Texte intégral
Copies exécutoires RÉPUBLIQUE FRANÇAISE
délivrées aux parties le : AU NOM DU PEUPLE FRANÇAIS
COUR D'APPEL DE PARIS
Pôle 3 - Chambre 1
ARRET DU 13 DECEMBRE 2023
(n° 2023/ , 4 pages)
Numéro d'inscription au répertoire général : N° RG 23/15211 - N° Portalis 35L7-V-B7H-CIHPO
Décision déférée à la Cour : Arrêt du 27 Septembre 2023 - Cour d'Appel de PARIS - Pôle 3 Chambre 1 - RG n° 20/13456
APPELANTES DANS LE DOSSIER DE FOND
Madame [Y] [W]
née le [Date naissance 2] 1950 à [Localité 7] (IRAN)
[Adresse 5],
[Localité 7] (IRAN)
Madame [I] [W]
née le [Date naissance 1] 1947 à [Localité 7] (IRAN)
[Adresse 4]
[Localité 8] - PROVINCE DE QUÉBEC (CANADA)
représentées par Me Francine HAVET, avocat au barreau de PARIS, toque : D1250
INTIMEE DANS LE DOSSIER DE FOND
Madame [D] [W] épouse [C]
née le [Date naissance 3] 1956 à [Localité 7] (IRAN)
[Adresse 6]
[Localité 7] (IRAN)
représentée par Me Nathalie LESENECHAL, avocat au barreau de PARIS, toque : D2090
ayant pour avocat plaidant Me François MAÏNETTI, avocat au barreau de PARIS, toque : U002
COMPOSITION DE LA COUR :
En application des dispositions des articles 805 et 462 du code de procédure civile, l'affaire a été débattue le 31 Octobre 2023 pour ce qui concerne le RG 23/15211 et le 28 Novembre 2023 pour ce qui concerne le RG 23/17789, en audience publique, les avocats ne s'y étant pas opposés, devant Mme Isabelle PAULMIER-CAYOL, Conseiller, chargée du rapport.
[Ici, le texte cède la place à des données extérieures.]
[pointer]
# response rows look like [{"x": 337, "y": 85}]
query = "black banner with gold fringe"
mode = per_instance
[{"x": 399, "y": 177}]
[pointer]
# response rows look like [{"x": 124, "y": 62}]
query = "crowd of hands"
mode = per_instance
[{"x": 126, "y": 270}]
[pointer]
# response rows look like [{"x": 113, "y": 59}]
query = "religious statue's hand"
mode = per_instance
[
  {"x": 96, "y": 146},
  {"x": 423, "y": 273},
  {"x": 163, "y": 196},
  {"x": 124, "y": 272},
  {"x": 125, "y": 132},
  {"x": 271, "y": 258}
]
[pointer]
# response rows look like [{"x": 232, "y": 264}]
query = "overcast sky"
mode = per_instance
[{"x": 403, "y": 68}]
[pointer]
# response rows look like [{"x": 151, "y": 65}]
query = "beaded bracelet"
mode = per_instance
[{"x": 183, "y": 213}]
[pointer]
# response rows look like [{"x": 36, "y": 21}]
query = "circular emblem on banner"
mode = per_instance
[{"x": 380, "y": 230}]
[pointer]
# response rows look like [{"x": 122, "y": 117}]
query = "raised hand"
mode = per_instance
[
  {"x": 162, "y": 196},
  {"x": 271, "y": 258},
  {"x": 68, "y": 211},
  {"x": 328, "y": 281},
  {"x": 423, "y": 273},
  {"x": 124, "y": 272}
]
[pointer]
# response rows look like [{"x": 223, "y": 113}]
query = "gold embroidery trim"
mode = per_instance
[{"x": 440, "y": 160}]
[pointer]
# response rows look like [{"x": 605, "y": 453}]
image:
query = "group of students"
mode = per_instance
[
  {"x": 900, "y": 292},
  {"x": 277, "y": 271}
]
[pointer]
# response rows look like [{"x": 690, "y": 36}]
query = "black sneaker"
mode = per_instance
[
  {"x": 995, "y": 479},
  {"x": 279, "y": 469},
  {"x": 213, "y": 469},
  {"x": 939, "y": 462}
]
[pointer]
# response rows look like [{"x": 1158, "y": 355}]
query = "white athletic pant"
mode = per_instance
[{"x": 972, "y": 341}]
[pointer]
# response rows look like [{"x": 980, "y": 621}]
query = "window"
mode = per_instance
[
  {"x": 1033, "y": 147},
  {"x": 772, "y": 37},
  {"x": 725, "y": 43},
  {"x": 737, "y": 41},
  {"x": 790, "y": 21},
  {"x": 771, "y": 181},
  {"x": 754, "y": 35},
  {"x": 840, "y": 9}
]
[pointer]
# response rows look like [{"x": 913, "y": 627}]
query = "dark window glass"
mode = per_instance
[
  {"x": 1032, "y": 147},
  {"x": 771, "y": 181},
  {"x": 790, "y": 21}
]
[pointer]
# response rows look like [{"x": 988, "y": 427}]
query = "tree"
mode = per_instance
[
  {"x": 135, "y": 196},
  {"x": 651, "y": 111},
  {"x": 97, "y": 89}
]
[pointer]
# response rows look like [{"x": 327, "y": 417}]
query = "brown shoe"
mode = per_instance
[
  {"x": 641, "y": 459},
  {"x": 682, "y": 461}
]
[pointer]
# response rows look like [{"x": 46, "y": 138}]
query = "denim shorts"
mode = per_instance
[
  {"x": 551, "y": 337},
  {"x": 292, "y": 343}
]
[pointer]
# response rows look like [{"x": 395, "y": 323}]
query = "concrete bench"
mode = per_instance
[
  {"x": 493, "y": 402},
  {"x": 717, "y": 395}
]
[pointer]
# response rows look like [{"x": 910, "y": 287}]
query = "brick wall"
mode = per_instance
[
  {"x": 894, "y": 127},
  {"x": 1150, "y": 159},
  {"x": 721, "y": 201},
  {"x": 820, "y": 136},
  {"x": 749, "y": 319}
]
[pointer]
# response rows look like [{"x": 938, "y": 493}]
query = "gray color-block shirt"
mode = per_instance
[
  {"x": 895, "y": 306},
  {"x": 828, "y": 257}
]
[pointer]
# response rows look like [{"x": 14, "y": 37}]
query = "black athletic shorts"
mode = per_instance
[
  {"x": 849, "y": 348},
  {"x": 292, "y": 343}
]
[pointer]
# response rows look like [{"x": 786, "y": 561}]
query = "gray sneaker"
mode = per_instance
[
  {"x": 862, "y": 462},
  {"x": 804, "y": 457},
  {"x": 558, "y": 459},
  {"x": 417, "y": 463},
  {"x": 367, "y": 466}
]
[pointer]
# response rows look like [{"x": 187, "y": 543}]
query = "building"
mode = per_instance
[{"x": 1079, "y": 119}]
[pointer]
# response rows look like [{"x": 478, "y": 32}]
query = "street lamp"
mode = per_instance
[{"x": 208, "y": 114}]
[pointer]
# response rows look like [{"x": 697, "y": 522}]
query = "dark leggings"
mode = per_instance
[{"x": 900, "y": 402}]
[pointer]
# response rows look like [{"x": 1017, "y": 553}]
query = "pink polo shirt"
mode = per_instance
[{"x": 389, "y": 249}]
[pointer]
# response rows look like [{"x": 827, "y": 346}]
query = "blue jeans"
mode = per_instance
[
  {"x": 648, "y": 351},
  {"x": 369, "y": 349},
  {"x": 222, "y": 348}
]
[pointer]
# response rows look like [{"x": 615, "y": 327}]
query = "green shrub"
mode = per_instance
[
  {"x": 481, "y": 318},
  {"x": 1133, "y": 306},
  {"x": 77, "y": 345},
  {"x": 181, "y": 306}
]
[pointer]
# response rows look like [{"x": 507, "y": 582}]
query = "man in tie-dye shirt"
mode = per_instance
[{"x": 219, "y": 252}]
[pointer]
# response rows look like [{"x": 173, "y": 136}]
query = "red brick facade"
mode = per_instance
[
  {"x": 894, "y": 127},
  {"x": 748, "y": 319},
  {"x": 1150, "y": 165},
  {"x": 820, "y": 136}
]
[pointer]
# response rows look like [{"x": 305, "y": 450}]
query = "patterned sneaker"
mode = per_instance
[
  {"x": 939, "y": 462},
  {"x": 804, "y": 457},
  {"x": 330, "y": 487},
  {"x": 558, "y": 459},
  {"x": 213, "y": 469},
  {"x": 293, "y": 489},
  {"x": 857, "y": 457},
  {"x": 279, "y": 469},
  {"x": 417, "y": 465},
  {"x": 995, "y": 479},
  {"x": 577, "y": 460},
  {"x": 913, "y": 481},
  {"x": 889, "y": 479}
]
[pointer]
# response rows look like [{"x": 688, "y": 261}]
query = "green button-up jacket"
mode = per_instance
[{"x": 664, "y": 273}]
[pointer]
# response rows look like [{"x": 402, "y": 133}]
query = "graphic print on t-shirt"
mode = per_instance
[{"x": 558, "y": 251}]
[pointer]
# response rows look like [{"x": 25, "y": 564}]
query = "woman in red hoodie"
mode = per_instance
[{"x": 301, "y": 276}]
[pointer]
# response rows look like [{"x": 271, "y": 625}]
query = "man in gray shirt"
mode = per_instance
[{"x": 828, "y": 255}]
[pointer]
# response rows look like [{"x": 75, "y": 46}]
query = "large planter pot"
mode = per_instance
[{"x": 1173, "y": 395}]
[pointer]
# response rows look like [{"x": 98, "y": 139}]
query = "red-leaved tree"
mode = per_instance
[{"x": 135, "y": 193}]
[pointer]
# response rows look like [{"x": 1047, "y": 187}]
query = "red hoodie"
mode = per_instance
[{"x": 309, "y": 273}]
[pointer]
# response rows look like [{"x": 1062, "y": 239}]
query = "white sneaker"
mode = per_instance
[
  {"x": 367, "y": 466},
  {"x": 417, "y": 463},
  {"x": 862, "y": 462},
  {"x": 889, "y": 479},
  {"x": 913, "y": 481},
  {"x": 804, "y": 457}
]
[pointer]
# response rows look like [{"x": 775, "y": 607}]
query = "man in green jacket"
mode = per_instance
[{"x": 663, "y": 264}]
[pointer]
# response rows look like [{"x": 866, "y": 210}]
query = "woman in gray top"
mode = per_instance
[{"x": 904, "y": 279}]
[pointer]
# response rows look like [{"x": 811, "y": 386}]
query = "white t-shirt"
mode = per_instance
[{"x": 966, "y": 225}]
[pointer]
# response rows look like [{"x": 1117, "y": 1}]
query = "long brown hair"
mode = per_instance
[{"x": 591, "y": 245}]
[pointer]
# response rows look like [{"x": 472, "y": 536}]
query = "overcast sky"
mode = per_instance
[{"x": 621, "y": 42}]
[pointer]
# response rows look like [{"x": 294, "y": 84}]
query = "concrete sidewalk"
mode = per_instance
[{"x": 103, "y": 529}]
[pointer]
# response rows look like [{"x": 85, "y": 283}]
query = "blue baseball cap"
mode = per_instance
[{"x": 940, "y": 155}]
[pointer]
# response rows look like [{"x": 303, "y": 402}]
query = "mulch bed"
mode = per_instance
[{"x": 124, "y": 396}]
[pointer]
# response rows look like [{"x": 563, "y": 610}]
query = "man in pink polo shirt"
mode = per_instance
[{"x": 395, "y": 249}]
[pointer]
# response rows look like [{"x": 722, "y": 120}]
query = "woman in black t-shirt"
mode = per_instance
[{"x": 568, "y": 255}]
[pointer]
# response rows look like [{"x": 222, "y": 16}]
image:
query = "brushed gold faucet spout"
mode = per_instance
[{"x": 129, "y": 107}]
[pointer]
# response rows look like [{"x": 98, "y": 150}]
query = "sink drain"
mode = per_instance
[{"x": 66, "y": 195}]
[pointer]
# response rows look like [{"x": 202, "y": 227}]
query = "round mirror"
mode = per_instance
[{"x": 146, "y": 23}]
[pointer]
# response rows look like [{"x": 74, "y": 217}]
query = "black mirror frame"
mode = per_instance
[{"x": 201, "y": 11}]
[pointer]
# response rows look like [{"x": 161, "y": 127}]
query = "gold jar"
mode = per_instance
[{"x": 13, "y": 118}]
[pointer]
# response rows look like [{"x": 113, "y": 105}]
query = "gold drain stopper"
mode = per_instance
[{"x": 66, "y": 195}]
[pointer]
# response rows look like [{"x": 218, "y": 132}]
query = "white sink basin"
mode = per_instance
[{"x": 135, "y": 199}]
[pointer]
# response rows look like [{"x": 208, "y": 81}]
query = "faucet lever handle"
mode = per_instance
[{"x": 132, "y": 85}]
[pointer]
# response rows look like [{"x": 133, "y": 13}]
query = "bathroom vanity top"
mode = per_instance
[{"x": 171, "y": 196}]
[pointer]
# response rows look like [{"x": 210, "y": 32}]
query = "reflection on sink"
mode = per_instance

Ce magistrat a rendu compte des plaidoiries dans le délibéré de la Cour, composée de :
Mme Patricia GRASSO, Président
Mme Isabelle PAULMIER-CAYOL, Conseiller
M. Bertrand GELOT, Conseiller
Greffier lors des débats : Mme Emilie POMPON
ARRÊT :
- contradictoire
- par mise à disposition de l'arrêt au greffe de la Cour, les parties en ayant été préalablement avisées dans les conditions prévues au deuxième alinéa de l'article 450 du code de procédure civile.
- signé par Mme Patricia GRASSO, Président, et par Mme Emilie POMPON, Greffier.
***
Vu l'arrêt prononcé par cette cour le 27 septembre 2023 dans le litige opposant Mme [Y] [W] et Mme [I] [W] à Mme [D] [W] ;
Vu l'avis de fixation adressé le 28 septembre 2023 par le greffe pour l'audience du 31 octobre 2023 à 14 heures suite à la saisine d'office de la cour en vue de rectifier l'erreur matérielle affectant l'arrêt résultant de la mention relative à l'absence de réponse à la demande de la cour d'une note en délibéré ; l'affaire sur cette erreur matérielle a été enrôlée sous le numéro 23/15211.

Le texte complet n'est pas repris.